Walk into the nearest airport, swipe your jet card, and jump on a private flight to Anguilla with several close friends. Okay, so you don’t literally swipe it. But private aviation’s answer to the prepaid phone card is making it easier—and more affordable—to charter a jet. Flying private remains significantly more expensive than flying first-class, but it’s no longer the exclusive realm of corporate titans and Hollywood VIP’s. A new generation of wealthy leisure travelers is taking smaller planes out of less congested airports, and paying for their flights using one of a growing number of so-called jet membership programs. Marquis Jet, for example, says 70 percent of its clientele uses its service to travel on vacation: Aspen, Palm Beach, and Mexico’s Los Cabos were three of the top ten destinations this past winter.
So how much does it cost?Until recently, anyone looking to join the private-jet set had to buy a plane—or at least part of one. But even the fractional-ownership model pioneered by NetJets in the 1980’s requires an outlay of circa $500,000. “It’s a big commitment,” says Kenny Dichter, CEO of Marquis Jet.
Launched in 2001, his company offers customers 25-hour blocks on planes in the NetJets fleet. Prices start at around $127,000 for a seven-seat Cessna—which comes out to $5,000 an hour, or about $1,450 per person, for a two-hour flight with a full plane. Sentient, another big player in the jet-card business, has members set up debit accounts of either $100,000 or $250,000 and pay as they go. Hourly rates depend on the aircraft, and start at around $2,600 per hour for a round-trip flight on a light jet.

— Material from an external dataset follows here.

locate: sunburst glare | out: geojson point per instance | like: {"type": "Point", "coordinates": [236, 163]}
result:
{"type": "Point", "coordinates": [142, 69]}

Needless to say, traveling by private plane is luxuriously convenient: there are no layovers, no delays, no security lines, and (since less than 12 hours’ notice is often all that’s required) far fewer problems when it comes to last-minute travel. But while this business sector now caters to the very wealthy, it may also be pointing to what’s next in air travel. As smaller planes get safer (the FAA has made decreasing private-plane accidents a priority) and major airports get more crowded, the small-plane, small-airport model makes a lot of sense. (The definitive book on this topic is James Fallows’s Free Flight.) Despite the aura of decadence that seems to surround private planes, jet-card companies may well be shaping the future of flight.